Transitioning to fully automated assessment of mitotic density on WSI potentially can reduce both observer variability and variability caused by hotspot selection. Fully automatic generation of the mitotic counts by a CNN was compared with both conventional glass slide assessment and WSI with hotspot assessment of the mitotic count by the observers. The agreement based on the linear weighted kappa was good and the ICC values were excellent, which is in line with the results of Veta et al [7]. The agreement between the observers and the CNN improved when the predefined hotspot area was used by the observers. Our experiment with the TNBC cohort, in which mitotic figures usually are abundantly present, shows that for higher numbers of mitoses the CNN has an increasingly higher mitotic count as compared to the observers. It is conceivable that humans are less critical in their counting when the mitotic density is much higher than the highest Nottingham grading system cut off value, a phenomenon that will not hamper CNN based counting.

This study has several strengths. We used two different breast cancer cohorts to study the effect of automating mitotic count for invasive breast cancer. The TNBC cohort comprised of cases from 5 different hospitals (including both academic and general hospitals), introducing essential variation in tissue morphology which is needed to adequately compare and evaluate assessment methods for obtaining the mitotic count. To the best of our knowledge, this is the first study which performed a stepwise evaluation of mitotic count assessment from the conventional glass slide assessment method which served as baseline, to CNN assisted assessment of the mitotic count by generating a predefined hotspot area, and fully automatic mitotic counting by a CNN. Our research is limited by the selection criteria of tumors in cohort A, which were selected based on the initial mitotic count of one of the involved observers during routine clinical work up. For tumors in which sparse mitotic figures were present, the CNN defined the hotspot area on false positive detections. Therefore, for 52 of the 90 cases in cohort A, an outline of the tumor area was made to force the CNN to count in this area. In the future we aim to extend the training of the CNN to overcome some straightforward false positive detections. In addition, to make automatic mitotic counting more robust, the current CNN for mitoses detection can be combined with a CNN which is trained to detect invasive breast cancer.
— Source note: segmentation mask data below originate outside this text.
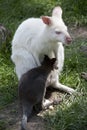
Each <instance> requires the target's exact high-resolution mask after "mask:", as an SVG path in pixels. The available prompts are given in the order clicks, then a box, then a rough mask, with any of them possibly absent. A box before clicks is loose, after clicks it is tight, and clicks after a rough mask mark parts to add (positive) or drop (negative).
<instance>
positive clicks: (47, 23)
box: [41, 16, 51, 25]
mask: <svg viewBox="0 0 87 130" xmlns="http://www.w3.org/2000/svg"><path fill="white" fill-rule="evenodd" d="M41 19H42V20H43V22H44V23H45V24H46V25H51V19H50V17H48V16H42V17H41Z"/></svg>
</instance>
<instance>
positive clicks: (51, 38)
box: [41, 6, 72, 44]
mask: <svg viewBox="0 0 87 130" xmlns="http://www.w3.org/2000/svg"><path fill="white" fill-rule="evenodd" d="M41 18H42V21H43V23H44V24H45V25H46V36H47V37H48V39H49V40H50V41H52V42H53V43H55V42H62V43H63V44H70V43H71V41H72V39H71V37H70V34H69V32H68V29H67V26H66V25H65V23H64V21H63V19H62V9H61V7H60V6H58V7H55V8H54V9H53V11H52V17H48V16H42V17H41Z"/></svg>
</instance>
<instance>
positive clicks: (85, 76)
mask: <svg viewBox="0 0 87 130" xmlns="http://www.w3.org/2000/svg"><path fill="white" fill-rule="evenodd" d="M81 77H82V78H84V79H86V80H87V73H86V72H82V73H81Z"/></svg>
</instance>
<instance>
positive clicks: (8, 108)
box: [0, 27, 87, 130]
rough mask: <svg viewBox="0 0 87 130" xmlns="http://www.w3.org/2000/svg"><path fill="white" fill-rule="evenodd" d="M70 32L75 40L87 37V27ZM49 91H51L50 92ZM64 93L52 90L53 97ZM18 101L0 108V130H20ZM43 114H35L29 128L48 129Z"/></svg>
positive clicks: (31, 121) (19, 110) (44, 129)
mask: <svg viewBox="0 0 87 130" xmlns="http://www.w3.org/2000/svg"><path fill="white" fill-rule="evenodd" d="M70 32H71V35H72V38H73V39H74V40H75V39H77V38H81V39H85V38H87V28H86V27H80V28H75V27H74V28H70ZM48 93H49V92H48ZM62 95H63V94H62V93H61V92H58V91H57V90H55V92H52V94H51V98H55V96H56V97H57V98H62ZM18 104H19V103H18V101H16V102H14V103H12V104H10V105H8V106H7V107H6V108H4V109H3V110H0V121H2V122H4V124H3V129H0V130H20V121H21V114H20V110H19V105H18ZM41 115H42V113H41V114H39V115H36V116H33V117H32V118H31V119H30V121H29V123H28V127H29V130H46V128H45V124H44V118H43V116H41Z"/></svg>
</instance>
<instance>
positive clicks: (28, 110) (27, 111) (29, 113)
mask: <svg viewBox="0 0 87 130" xmlns="http://www.w3.org/2000/svg"><path fill="white" fill-rule="evenodd" d="M31 112H32V105H30V104H26V106H25V105H24V106H23V117H22V122H21V130H28V129H27V120H28V118H29V116H30V115H31Z"/></svg>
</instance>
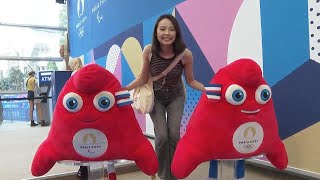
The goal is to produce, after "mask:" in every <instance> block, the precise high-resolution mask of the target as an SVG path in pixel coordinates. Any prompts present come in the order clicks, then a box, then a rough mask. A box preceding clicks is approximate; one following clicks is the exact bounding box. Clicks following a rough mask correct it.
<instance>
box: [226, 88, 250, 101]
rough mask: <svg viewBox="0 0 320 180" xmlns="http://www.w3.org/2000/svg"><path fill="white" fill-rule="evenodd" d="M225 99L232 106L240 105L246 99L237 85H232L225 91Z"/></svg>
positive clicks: (244, 91)
mask: <svg viewBox="0 0 320 180" xmlns="http://www.w3.org/2000/svg"><path fill="white" fill-rule="evenodd" d="M225 96H226V99H227V101H228V102H229V103H230V104H232V105H241V104H242V103H243V102H244V101H245V100H246V98H247V93H246V91H245V90H244V89H243V88H242V87H241V86H239V85H236V84H232V85H230V86H229V87H228V89H227V91H226V94H225Z"/></svg>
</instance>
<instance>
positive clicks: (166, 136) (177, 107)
mask: <svg viewBox="0 0 320 180" xmlns="http://www.w3.org/2000/svg"><path fill="white" fill-rule="evenodd" d="M185 100H186V95H185V90H184V88H181V91H180V93H179V95H178V96H177V98H176V99H174V100H172V101H171V102H168V103H165V104H167V105H164V104H163V103H161V102H159V101H157V100H155V106H154V110H153V111H152V112H151V113H149V114H150V117H151V119H152V121H153V125H154V132H155V151H156V154H157V157H158V162H159V169H158V176H159V177H160V178H161V179H165V180H174V179H176V178H175V177H174V176H173V175H172V173H171V162H172V159H173V155H174V152H175V150H176V146H177V143H178V141H179V139H180V124H181V119H182V114H183V110H184V104H185Z"/></svg>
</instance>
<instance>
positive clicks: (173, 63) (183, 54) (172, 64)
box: [152, 48, 187, 81]
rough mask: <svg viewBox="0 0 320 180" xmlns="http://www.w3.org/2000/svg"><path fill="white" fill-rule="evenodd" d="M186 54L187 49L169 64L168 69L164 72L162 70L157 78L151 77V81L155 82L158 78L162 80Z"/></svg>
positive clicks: (167, 68)
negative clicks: (162, 78) (151, 77)
mask: <svg viewBox="0 0 320 180" xmlns="http://www.w3.org/2000/svg"><path fill="white" fill-rule="evenodd" d="M186 52H187V48H186V49H185V50H184V51H183V52H182V53H180V54H179V55H178V56H177V57H176V58H175V59H174V60H173V62H172V63H171V64H170V66H169V67H167V69H166V70H164V71H163V72H162V73H161V74H159V75H158V76H155V77H153V78H152V79H153V81H156V80H158V79H160V78H162V77H163V76H166V75H167V74H168V73H169V72H170V71H171V70H172V69H173V68H174V67H175V66H176V65H177V64H178V62H179V61H180V60H181V58H182V57H183V56H184V54H185V53H186Z"/></svg>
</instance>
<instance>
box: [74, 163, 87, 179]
mask: <svg viewBox="0 0 320 180" xmlns="http://www.w3.org/2000/svg"><path fill="white" fill-rule="evenodd" d="M77 177H78V179H81V180H87V179H88V178H89V170H88V167H87V166H80V168H79V170H78V172H77Z"/></svg>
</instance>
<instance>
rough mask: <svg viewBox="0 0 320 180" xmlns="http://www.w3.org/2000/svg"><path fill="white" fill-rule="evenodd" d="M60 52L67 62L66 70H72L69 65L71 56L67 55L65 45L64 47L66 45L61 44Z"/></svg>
mask: <svg viewBox="0 0 320 180" xmlns="http://www.w3.org/2000/svg"><path fill="white" fill-rule="evenodd" d="M59 53H60V57H62V58H63V60H64V62H65V66H66V70H67V71H71V70H72V69H71V67H70V65H69V57H68V56H66V55H65V47H64V45H60V50H59Z"/></svg>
In conclusion, by using a stepwise approach we studied the effect of using WSI and introducing CNN based features to improve the accuracy and reproducibility of the mitotic count in breast cancer. We showed that observer agreement was not affected by assessment modality (glass slides, WSI), which suggests that using WSI to count mitoses in breast cancer can be done reliably. Counting mitotic figures in a hotspot area which was generated by a CNN remarkably improved interobserver agreement. Comparison of fully automatic assessment of the mitotic count by a CNN with observers yielded results which were comparable with agreement results between observers.